A 2006 study by Correll et al. with 367 individuals receiving SGAs showed that 37.3% of patients had MetS, which was associated with a markedly increased risk of events related to coronary heart disease (CHD). Men (11.5% vs. 5.3%) and women (4.5%) had a greater risk. White racial background, waist circumference, and triglyceride levels were also substantially linked to the 10-year risk of CHD events. The study emphasizes the significance of the “hypertriglyceridemic waist” for identifying high-risk psychiatric patients and validates the high prevalence of MetS in patients receiving SGAs. 16
About 32 individuals (17.9%) in our study had type 2 DM, 26 individuals (14.5%) had hypertension, five individuals (2.8%) had dyslipidemia, and 25 individuals (14.0%) had hypothyroidism. A P value of less than .001 indicated that 28 (87.5%) of the 32 diabetes patients had MetS. Given that the majority of patients with type 2 DM (87.5%) also had MetS, the results show a noteworthy association between type 2 DM and MetS in mental patients. It is statistically significant that this correlation has a P value of less than .001. There was a 100% prevalence rate among the 26 hypertensive patients who were all diagnosed with MetS. In this specific cohort, there is strong evidence of a substantial association between MetS and hypertension, as indicated by the P value of less than .001. With a P value of .057, it was discovered that all five individuals (100%) with dyslipidemia had MetS. The P value of .057 indicates that the link is not statistically significant at the conventional .05 threshold, indicating a probable but not definitive relationship, despite the fact that all patients with dyslipidemia also had MetS. Of the 25 hypothyroid individuals, 12 (48.0%) did not have MetS, and 13 (52.0%) did. In psychiatric patients, the P value of .47 suggests that there is no statistically significant correlation between hypothyroidism and MetS. This study is limited due to a small sample size, a cross-sectional, and hospital-based design.

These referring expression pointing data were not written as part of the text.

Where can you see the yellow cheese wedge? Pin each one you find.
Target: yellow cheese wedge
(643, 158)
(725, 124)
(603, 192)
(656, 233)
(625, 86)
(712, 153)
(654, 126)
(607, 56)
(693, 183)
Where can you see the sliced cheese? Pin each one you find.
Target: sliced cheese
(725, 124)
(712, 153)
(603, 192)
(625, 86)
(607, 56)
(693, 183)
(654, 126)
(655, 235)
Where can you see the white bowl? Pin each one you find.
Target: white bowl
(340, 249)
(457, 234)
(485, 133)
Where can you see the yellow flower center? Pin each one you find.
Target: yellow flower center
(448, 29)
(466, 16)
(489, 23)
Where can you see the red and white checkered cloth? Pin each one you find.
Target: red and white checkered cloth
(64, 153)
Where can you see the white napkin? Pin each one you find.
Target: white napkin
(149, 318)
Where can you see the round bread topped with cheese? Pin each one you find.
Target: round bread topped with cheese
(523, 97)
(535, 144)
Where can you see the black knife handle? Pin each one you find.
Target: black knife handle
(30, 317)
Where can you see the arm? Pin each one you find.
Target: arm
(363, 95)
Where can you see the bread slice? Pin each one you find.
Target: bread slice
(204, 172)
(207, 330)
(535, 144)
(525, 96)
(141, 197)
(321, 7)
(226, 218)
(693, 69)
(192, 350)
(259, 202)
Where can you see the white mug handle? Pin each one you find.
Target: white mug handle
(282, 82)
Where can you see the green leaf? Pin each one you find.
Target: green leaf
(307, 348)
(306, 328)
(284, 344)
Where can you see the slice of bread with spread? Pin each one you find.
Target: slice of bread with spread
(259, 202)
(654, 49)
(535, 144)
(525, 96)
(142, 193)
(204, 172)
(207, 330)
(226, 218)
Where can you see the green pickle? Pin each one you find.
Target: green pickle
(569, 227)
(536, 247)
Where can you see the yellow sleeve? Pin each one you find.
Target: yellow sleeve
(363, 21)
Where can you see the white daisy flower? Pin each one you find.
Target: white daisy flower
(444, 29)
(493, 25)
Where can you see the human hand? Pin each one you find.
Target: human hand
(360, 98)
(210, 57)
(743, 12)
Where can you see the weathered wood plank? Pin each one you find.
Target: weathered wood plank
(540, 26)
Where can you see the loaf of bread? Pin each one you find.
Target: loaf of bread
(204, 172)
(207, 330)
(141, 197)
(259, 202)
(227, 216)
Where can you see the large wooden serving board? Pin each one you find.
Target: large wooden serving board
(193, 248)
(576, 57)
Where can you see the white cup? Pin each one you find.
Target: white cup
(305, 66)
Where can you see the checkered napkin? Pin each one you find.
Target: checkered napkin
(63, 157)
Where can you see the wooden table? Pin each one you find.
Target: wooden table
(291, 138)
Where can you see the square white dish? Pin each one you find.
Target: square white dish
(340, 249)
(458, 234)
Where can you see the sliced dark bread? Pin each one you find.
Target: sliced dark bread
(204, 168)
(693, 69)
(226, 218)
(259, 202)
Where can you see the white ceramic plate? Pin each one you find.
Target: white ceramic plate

Our research highlights the importance of closely monitoring and treating metabolic health in mental health patients, especially those with type 2 diabetes and high blood pressure.
Conclusion
The prevalence of MS increased with age. The age of onset of MS was noted to be in the early third decade in patients with psychiatric conditions. The proportion of psychiatric patients with MetS was quite high. This could be due to altered lifestyle practices, eating habits, and psychotropic drugs. High prevalence of MetS among psychiatric patients demands integrated psychiatric-medical care. Further studies are required to ascertain the increased risk for MS among psychiatric patients and drug interactions for the same.
Moving forward, aggressive targeted evaluation and diagnosis, followed by comprehensive lifestyle counseling, are essential to mitigate the impact of MetS on individuals with psychiatric disorders and ultimately improve public health outcomes.
Footnotes
Acknowledgement
The authors sincerely thank the patients for their kind cooperation.
Authors’ Contribution
Declaration of Conflict of Interests
The authors declared no potential conflicts of interest with respect to the research, authorship, and/or publication of this article.
Ethical Approval
The study protocol was reviewed and approved by the Institutional Ethical Committee of St. John’s Medical College and Hospital. Ethical clearance was obtained to ensure compliance with ethical standards in research.
Funding
The authors received no financial support for the research, authorship, and/or publication of this article.
Informed Consent
Written informed consent was obtained from all participants after explaining the study’s purpose, procedures, risks, and benefits.